Mehta takes his medium seriously and believes “Indian audiences have always been evolved. If they are given real stories they will accept them. I was driven to make this film and tell this story. So I make real films and use straightforward storytelling techniques which engage the audience.”

Aligarh received a standing ovation at the Pusan Film Festival, great audience feedback at the London Film Festival and opened the MAMI Mumbai Film Festival. As a filmmaker, Mehta takes his medium seriously and believes “Indian audiences have always been evolved. If they are given real stories they will accept them. I was driven to make this film and tell this story. So I make real films and use straightforward storytelling techniques which engage the audience.”

Although Section 377 of the Indian Penal Code was decriminalised in 2009, when the events depicted took place, the Supreme Court overruled the order of the Delhi High Court in December 2013, once again making “unnatural sex” punishable by law. Gay rights is a global human rights issue today. Siras’s story needs to be told, heard and accepted. It breaks many social myths and preconceptions and pleads for normalcy and acceptance. It is undoubtedly the most sensitive film about being gay, the politics of identity and the heart-wrenching cruelty of intolerance. Aligarh is a metaphor for the struggle of minority identity. It is, above all, a human document about the right to be different and to live with dignity.

The controversy about an adult certificate for the film’s trailer led to discussions in print and television. That discourse entered people’s drawing rooms and stayed there. Aligarh has had a comparatively small release in metros and few larger towns. And the viewers are engaged to the extent that they are expressing their views on social network. Aligarh does hold a mirror to society, to its cruel intolerance, to its brutal aggression, to the violent language of the court scene. It is an important intervention in the national debates about freedom of expression and the right to privacy, though looking at it as part of this discourse constricts the reach of a film that is essentially a touching human story told with great empathy and honesty.

Twenty years ago, a small film called Fire was released in India.

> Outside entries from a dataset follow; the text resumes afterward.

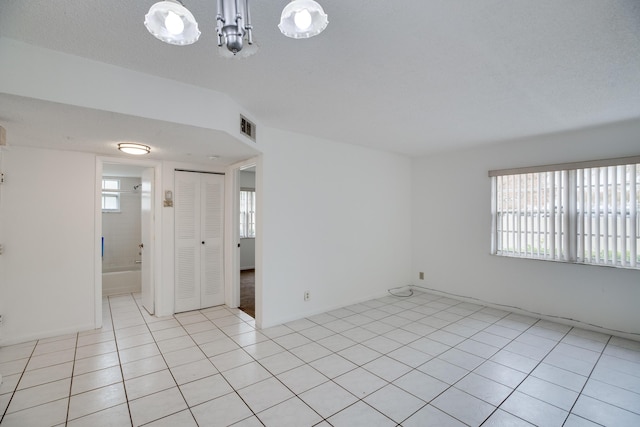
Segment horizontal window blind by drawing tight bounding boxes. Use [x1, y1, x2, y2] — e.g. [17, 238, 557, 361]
[490, 157, 640, 268]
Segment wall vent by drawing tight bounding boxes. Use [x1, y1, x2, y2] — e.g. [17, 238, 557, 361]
[240, 114, 256, 142]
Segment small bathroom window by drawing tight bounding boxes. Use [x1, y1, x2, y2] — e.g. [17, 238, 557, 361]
[102, 179, 120, 212]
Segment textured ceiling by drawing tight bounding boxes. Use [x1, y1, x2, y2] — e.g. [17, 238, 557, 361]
[0, 0, 640, 155]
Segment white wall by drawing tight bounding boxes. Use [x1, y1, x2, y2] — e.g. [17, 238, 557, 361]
[412, 121, 640, 340]
[0, 147, 96, 344]
[256, 128, 411, 327]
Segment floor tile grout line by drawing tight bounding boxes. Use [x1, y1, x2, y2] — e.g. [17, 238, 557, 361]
[565, 335, 640, 422]
[481, 319, 573, 425]
[0, 340, 41, 424]
[129, 294, 200, 426]
[3, 295, 633, 423]
[64, 332, 80, 425]
[107, 297, 134, 426]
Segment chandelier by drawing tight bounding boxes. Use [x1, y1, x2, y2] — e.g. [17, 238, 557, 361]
[144, 0, 329, 55]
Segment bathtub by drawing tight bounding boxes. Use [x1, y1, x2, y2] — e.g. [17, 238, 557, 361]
[102, 264, 142, 296]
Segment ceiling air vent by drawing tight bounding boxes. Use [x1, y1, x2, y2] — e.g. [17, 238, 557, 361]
[240, 115, 256, 142]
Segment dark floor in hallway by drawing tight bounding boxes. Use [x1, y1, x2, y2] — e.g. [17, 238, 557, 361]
[238, 269, 256, 319]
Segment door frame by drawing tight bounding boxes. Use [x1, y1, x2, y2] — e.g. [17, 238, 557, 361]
[225, 156, 262, 327]
[94, 156, 162, 329]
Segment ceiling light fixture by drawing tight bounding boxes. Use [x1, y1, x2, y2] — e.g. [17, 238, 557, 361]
[144, 0, 329, 56]
[144, 0, 200, 46]
[278, 0, 329, 39]
[118, 142, 151, 156]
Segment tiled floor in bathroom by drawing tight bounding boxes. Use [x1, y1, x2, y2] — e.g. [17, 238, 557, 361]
[0, 292, 640, 427]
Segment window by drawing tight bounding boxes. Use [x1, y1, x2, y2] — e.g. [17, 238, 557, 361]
[240, 189, 256, 238]
[102, 179, 120, 212]
[489, 157, 640, 269]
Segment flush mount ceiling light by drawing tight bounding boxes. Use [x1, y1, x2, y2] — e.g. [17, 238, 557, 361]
[278, 0, 329, 39]
[118, 142, 151, 156]
[144, 0, 200, 46]
[144, 0, 329, 57]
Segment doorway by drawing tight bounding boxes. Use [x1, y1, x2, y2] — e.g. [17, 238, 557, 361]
[238, 165, 256, 319]
[95, 158, 160, 328]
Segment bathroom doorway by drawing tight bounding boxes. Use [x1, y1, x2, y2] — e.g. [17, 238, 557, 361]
[95, 158, 160, 327]
[238, 165, 256, 319]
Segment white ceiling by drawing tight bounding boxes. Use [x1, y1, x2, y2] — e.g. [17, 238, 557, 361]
[0, 0, 640, 159]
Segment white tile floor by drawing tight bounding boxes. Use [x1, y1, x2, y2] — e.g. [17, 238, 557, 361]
[0, 292, 640, 427]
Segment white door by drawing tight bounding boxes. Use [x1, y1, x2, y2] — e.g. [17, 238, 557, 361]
[140, 168, 155, 314]
[175, 171, 224, 313]
[200, 174, 224, 307]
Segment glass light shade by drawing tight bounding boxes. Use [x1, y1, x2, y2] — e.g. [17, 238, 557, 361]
[144, 0, 200, 45]
[278, 0, 329, 39]
[118, 142, 151, 156]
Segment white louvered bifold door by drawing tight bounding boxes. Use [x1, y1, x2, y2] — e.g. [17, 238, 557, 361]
[174, 171, 201, 313]
[200, 174, 224, 307]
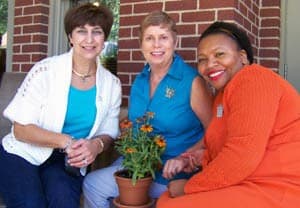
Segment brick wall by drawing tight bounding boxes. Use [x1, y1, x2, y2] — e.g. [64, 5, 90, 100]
[12, 0, 280, 106]
[118, 0, 280, 106]
[12, 0, 49, 72]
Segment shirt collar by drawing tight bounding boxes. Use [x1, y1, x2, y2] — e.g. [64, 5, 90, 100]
[141, 53, 184, 80]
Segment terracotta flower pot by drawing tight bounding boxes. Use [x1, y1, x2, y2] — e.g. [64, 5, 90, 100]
[114, 170, 152, 207]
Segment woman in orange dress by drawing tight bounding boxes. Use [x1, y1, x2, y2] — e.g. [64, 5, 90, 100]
[157, 22, 300, 208]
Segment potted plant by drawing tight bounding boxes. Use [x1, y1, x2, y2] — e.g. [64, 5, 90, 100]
[115, 112, 166, 207]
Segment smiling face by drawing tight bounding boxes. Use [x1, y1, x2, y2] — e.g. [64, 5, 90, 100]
[69, 24, 105, 61]
[198, 33, 248, 90]
[141, 26, 177, 69]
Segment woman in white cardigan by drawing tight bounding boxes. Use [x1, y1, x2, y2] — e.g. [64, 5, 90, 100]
[0, 3, 121, 208]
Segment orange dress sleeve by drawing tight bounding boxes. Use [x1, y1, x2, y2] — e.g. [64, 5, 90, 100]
[184, 64, 282, 194]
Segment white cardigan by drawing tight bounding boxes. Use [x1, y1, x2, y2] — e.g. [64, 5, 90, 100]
[2, 50, 121, 172]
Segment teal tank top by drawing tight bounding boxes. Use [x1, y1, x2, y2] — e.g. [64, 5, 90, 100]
[62, 85, 97, 139]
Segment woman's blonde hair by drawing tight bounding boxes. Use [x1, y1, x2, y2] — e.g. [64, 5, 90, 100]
[139, 11, 177, 42]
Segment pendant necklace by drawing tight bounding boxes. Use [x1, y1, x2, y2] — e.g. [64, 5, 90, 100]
[72, 69, 92, 82]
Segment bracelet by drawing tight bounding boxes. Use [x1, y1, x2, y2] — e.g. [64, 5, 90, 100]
[94, 136, 104, 153]
[98, 137, 104, 151]
[61, 137, 73, 153]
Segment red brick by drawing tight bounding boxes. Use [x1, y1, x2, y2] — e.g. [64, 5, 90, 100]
[120, 5, 133, 15]
[119, 39, 139, 49]
[165, 0, 197, 11]
[259, 49, 279, 58]
[238, 2, 248, 16]
[13, 35, 31, 44]
[13, 45, 21, 54]
[259, 59, 279, 68]
[120, 15, 146, 26]
[261, 0, 280, 7]
[22, 44, 48, 53]
[12, 63, 21, 72]
[24, 6, 49, 15]
[32, 34, 48, 43]
[31, 54, 47, 62]
[21, 64, 33, 72]
[176, 50, 197, 61]
[260, 28, 280, 37]
[260, 38, 280, 47]
[14, 16, 33, 25]
[34, 0, 49, 5]
[23, 24, 48, 34]
[14, 26, 21, 35]
[131, 50, 145, 61]
[15, 8, 23, 17]
[261, 18, 280, 27]
[33, 15, 49, 24]
[133, 1, 163, 14]
[199, 0, 236, 9]
[118, 50, 130, 61]
[119, 28, 131, 38]
[118, 62, 144, 73]
[181, 36, 200, 48]
[177, 24, 197, 35]
[260, 8, 280, 17]
[217, 9, 236, 21]
[182, 11, 215, 22]
[13, 54, 30, 62]
[15, 0, 33, 7]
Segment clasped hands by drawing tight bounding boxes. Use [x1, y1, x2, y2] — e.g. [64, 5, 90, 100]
[163, 148, 204, 197]
[65, 139, 103, 168]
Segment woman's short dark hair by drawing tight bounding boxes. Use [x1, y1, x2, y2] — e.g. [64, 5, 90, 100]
[199, 22, 253, 64]
[64, 3, 114, 40]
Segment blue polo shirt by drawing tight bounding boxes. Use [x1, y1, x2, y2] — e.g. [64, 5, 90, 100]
[128, 54, 204, 184]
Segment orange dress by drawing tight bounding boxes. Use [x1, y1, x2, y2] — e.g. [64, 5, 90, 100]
[157, 64, 300, 208]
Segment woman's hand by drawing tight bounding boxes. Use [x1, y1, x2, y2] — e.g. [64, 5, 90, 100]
[67, 139, 102, 168]
[168, 179, 187, 198]
[162, 156, 189, 179]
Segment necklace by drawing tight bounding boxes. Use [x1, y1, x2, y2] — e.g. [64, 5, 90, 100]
[72, 69, 92, 82]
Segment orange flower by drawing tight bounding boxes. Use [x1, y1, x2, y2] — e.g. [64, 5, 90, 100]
[147, 112, 154, 118]
[120, 119, 132, 129]
[140, 124, 153, 133]
[154, 136, 166, 148]
[126, 147, 136, 154]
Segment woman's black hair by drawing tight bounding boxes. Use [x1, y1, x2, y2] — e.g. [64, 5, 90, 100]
[199, 22, 253, 64]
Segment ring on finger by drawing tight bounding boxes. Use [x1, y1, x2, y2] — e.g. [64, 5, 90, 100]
[82, 158, 88, 165]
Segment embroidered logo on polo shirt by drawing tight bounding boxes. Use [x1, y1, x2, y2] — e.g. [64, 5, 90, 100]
[217, 104, 224, 118]
[165, 87, 175, 98]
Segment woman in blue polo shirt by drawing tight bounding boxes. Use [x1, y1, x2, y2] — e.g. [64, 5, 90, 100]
[83, 11, 212, 208]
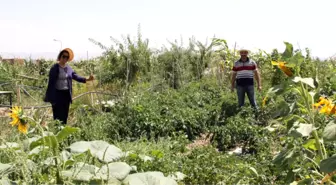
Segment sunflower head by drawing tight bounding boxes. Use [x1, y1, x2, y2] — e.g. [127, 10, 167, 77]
[9, 106, 28, 134]
[314, 97, 336, 115]
[271, 61, 293, 77]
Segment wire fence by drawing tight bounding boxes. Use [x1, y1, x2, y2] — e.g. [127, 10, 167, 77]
[0, 91, 119, 109]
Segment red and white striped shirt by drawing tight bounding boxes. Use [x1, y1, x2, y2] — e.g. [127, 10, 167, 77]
[232, 58, 257, 86]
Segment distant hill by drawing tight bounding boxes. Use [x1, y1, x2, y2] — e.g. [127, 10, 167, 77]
[0, 52, 101, 60]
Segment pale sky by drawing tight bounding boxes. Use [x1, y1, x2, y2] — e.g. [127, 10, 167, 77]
[0, 0, 336, 59]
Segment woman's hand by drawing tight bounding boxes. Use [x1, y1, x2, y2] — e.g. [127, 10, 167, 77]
[86, 75, 94, 81]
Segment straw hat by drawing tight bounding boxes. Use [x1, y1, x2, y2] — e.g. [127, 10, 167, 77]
[61, 48, 74, 62]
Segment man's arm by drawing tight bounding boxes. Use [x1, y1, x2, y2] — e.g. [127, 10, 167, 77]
[231, 71, 237, 91]
[254, 65, 261, 90]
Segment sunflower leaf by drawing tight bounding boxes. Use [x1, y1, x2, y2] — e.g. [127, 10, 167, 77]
[29, 136, 58, 150]
[293, 76, 315, 88]
[56, 126, 79, 142]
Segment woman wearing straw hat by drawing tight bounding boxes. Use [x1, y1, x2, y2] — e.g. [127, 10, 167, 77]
[44, 48, 94, 124]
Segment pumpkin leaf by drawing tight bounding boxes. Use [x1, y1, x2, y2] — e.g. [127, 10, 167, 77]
[70, 140, 123, 163]
[323, 122, 336, 141]
[320, 155, 336, 173]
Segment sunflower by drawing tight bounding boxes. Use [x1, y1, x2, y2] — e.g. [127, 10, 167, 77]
[9, 106, 28, 134]
[314, 97, 336, 115]
[272, 61, 293, 77]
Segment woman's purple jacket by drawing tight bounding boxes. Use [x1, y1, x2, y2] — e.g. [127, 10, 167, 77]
[44, 63, 86, 104]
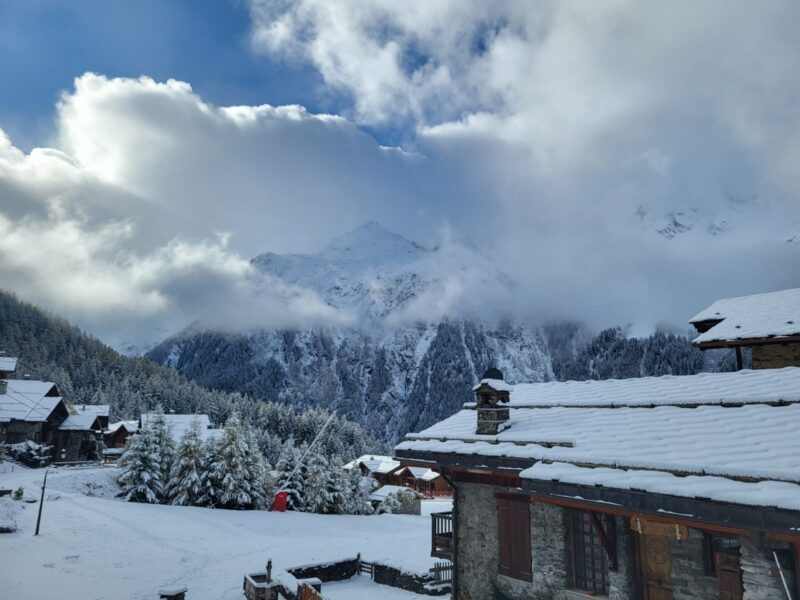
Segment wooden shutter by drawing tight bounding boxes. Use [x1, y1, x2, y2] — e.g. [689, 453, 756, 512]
[497, 498, 514, 577]
[497, 496, 533, 581]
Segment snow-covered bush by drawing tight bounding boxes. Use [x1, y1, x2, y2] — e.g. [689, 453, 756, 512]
[8, 440, 52, 468]
[117, 429, 164, 504]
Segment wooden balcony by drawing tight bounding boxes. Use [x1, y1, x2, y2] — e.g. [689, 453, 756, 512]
[431, 512, 453, 560]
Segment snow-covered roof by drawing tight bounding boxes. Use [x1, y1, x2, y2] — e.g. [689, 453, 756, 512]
[103, 421, 139, 434]
[689, 288, 800, 344]
[472, 379, 514, 392]
[466, 367, 800, 407]
[369, 485, 422, 502]
[0, 379, 62, 422]
[70, 404, 111, 417]
[520, 463, 800, 510]
[58, 412, 100, 431]
[397, 467, 439, 481]
[344, 454, 400, 474]
[139, 413, 223, 442]
[396, 367, 800, 509]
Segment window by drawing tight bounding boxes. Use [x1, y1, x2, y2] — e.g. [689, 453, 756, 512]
[497, 495, 533, 581]
[570, 510, 608, 594]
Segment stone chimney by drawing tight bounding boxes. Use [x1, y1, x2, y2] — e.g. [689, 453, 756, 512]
[473, 369, 512, 435]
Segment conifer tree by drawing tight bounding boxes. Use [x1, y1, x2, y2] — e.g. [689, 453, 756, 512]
[212, 413, 255, 509]
[303, 452, 333, 514]
[198, 437, 224, 508]
[167, 419, 205, 506]
[243, 423, 272, 509]
[276, 439, 305, 511]
[118, 429, 164, 504]
[147, 404, 175, 502]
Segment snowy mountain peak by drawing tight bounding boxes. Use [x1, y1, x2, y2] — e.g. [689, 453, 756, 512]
[320, 221, 429, 265]
[252, 222, 511, 320]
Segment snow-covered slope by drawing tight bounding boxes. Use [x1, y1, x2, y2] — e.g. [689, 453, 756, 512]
[252, 222, 511, 321]
[149, 223, 728, 443]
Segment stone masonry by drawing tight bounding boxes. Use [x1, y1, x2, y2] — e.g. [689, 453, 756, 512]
[456, 483, 567, 600]
[753, 344, 800, 370]
[739, 537, 794, 600]
[456, 483, 794, 600]
[669, 529, 719, 600]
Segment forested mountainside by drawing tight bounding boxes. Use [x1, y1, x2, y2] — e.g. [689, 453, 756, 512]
[0, 291, 382, 460]
[149, 320, 734, 442]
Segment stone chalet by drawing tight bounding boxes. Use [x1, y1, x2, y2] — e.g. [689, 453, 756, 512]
[689, 288, 800, 369]
[395, 290, 800, 600]
[0, 356, 109, 462]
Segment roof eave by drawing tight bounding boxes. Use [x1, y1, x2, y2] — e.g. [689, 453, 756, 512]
[692, 334, 800, 350]
[521, 479, 800, 538]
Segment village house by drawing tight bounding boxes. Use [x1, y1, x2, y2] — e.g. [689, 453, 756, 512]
[395, 288, 800, 600]
[55, 404, 110, 462]
[0, 373, 69, 458]
[0, 356, 109, 462]
[342, 454, 400, 485]
[689, 288, 800, 369]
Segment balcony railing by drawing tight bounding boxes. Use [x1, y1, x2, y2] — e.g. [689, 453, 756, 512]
[431, 512, 453, 560]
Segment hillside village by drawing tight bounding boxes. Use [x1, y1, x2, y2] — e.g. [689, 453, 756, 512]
[0, 289, 800, 600]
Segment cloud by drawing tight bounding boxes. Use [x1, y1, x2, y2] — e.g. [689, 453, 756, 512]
[250, 0, 800, 332]
[0, 0, 800, 356]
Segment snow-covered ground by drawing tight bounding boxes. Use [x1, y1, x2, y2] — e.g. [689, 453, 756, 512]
[0, 467, 440, 600]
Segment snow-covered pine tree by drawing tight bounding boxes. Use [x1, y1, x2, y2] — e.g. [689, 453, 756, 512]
[243, 423, 274, 509]
[304, 452, 333, 514]
[212, 412, 255, 510]
[276, 438, 306, 511]
[328, 456, 350, 515]
[148, 404, 175, 503]
[166, 419, 205, 506]
[345, 468, 372, 515]
[197, 438, 225, 508]
[117, 429, 164, 504]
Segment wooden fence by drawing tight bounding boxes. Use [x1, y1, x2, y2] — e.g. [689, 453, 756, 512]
[300, 583, 323, 600]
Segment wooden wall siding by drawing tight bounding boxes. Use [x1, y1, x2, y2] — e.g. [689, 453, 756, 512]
[753, 344, 800, 369]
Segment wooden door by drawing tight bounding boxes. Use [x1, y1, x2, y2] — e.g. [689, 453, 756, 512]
[639, 535, 672, 600]
[715, 549, 744, 600]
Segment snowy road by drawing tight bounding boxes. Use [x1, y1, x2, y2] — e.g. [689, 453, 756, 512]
[0, 469, 444, 600]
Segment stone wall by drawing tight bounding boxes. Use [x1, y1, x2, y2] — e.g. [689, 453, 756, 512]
[372, 563, 450, 596]
[286, 558, 359, 582]
[739, 537, 794, 600]
[669, 529, 716, 600]
[753, 344, 800, 368]
[456, 483, 567, 600]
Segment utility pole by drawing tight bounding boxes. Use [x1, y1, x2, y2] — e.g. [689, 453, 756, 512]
[33, 469, 48, 535]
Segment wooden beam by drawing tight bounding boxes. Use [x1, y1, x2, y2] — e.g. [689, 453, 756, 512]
[589, 511, 618, 571]
[531, 494, 752, 539]
[693, 334, 800, 350]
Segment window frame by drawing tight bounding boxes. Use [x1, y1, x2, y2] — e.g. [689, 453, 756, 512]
[568, 510, 612, 596]
[495, 494, 533, 583]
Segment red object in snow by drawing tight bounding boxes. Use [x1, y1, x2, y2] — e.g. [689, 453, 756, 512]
[272, 492, 289, 512]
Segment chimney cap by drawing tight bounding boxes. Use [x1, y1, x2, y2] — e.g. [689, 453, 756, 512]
[481, 367, 503, 381]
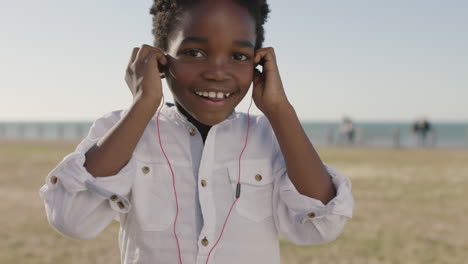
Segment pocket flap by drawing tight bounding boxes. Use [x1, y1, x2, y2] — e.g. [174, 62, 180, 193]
[228, 159, 273, 186]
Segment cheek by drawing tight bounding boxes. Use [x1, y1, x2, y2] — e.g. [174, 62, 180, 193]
[236, 65, 254, 87]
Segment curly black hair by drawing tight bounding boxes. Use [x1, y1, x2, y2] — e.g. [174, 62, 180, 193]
[150, 0, 270, 51]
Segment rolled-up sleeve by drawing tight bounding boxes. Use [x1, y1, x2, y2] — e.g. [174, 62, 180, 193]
[273, 160, 354, 245]
[39, 111, 135, 239]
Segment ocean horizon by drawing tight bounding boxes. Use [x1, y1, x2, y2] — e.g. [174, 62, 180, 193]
[0, 121, 468, 149]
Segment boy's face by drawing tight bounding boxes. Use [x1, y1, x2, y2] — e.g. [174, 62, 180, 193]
[166, 1, 256, 125]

Saffron winds were blowing and theatres in Delhi were vandalised by the women’s brigade of the RSS. Today, Aligarh cannot be exhibited in Aligarh and other towns. The same moral policing does not allow exhibitors to show the film. Yet Hansal Mehta has just received a message from a student in Aligarh Muslim University who plans to hold a free screening in one of the town’s theatres. At a time of foment and change, a film or a book grows beyond its dimensions, that is how cultural texts are made, and so it is true of Aligarh.